Le Stand Institutionnel : Doubler les Accueils
Le stand du FNE a été le point de rendez-vous des chercheurs d’emploi. 8 654 personnes y ont été accueillies, contre 4 610 en 2024, soit un doublement des effectifs. Par ailleurs, 5 924 CV ont été collectés, contre 4 656 lors de la précédente édition, signe d’un engouement croissant pour les services de l’institution.
La Bourse de l’Emploi : Un Marché Physique Dynamique
Le FNE a organisé la 18ᵉ édition de la Bourse de l’Emploi, un espace de rencontres directes entre employeurs et candidats. Les chiffres parlent d’eux-mêmes :
· 1 754 employeurs ont participé, contre 683 en 2024, soit une multiplication par trois.
· 669 offres d’emploi ont été proposées (contre 246 en 2024), et 2 639 postes étaient à pourvoir.
Même si le nombre de postes offerts a connu une légère baisse par rapport à 2024 (2 107), l’augmentation du nombre d’offres et d’employeurs témoigne d’une plus grande diversité et d’une meilleure adéquation des propositions.
L’Accompagnement des Promoteurs FNE
Enfin, le FNE a mis en avant les entrepreneurs qu’il a soutenus. Un pavillon entier était dédié à ces promoteurs, leur permettant de présenter leurs produits et de profiter de la visibilité offerte par Promote pour vendre leurs réalisations. « Vous avez vu la qualité de certains de leurs produits », s’est félicité le Directeur Général.

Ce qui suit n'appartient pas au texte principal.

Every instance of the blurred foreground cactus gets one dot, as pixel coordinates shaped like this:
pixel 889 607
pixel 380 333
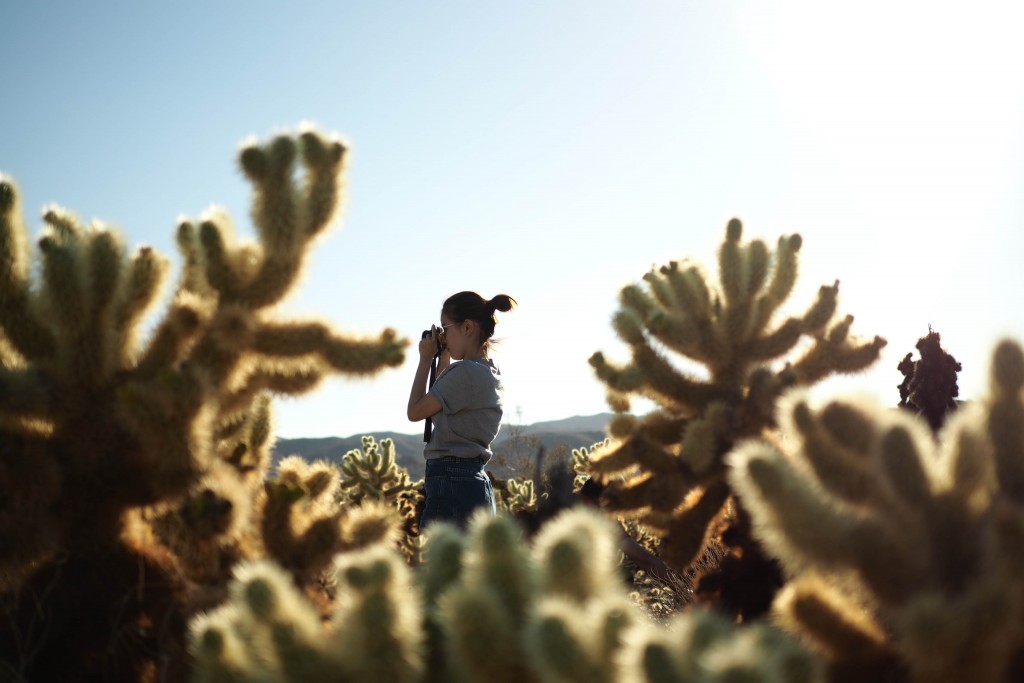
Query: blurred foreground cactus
pixel 668 467
pixel 484 607
pixel 905 553
pixel 96 425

Des Résultats Satisfaisants mais une Ambition Inassouvie
Globalement, la Direction Générale du FNE se déclare « satisfaite, très satisfaite » de cette participation. Toutefois, Camille Moute À Bidias a tenu à nuancer cet optimisme par un constat lucide : le FNE a faim.
« Je peux vous dire que nous ne déployons pas 20 % de nos capacités », a-t-il affirmé, pointant du doigt les contraintes budgétaires qui limitent l’institution. Si l’État revenait à meilleure fortune, le FNE pourrait déployer ses programmes à seulement 50 % de leur potentiel, et « les gens crieraient au miracle », a-t-il promis.
Le Directeur Général a toutefois rappelé que l’éradication du chômage ne saurait reposer sur le seul FNE : « Le chômage se traite de manière globale, et ceux qui sont interpellés sont nombreux. » L’institution entend donc poursuivre sa mission, avec ou sans moyens supplémentaires, en capitalisant sur ses outils, son numérique, et son expertise pour continuer à faciliter l’insertion professionnelle des Camerounais.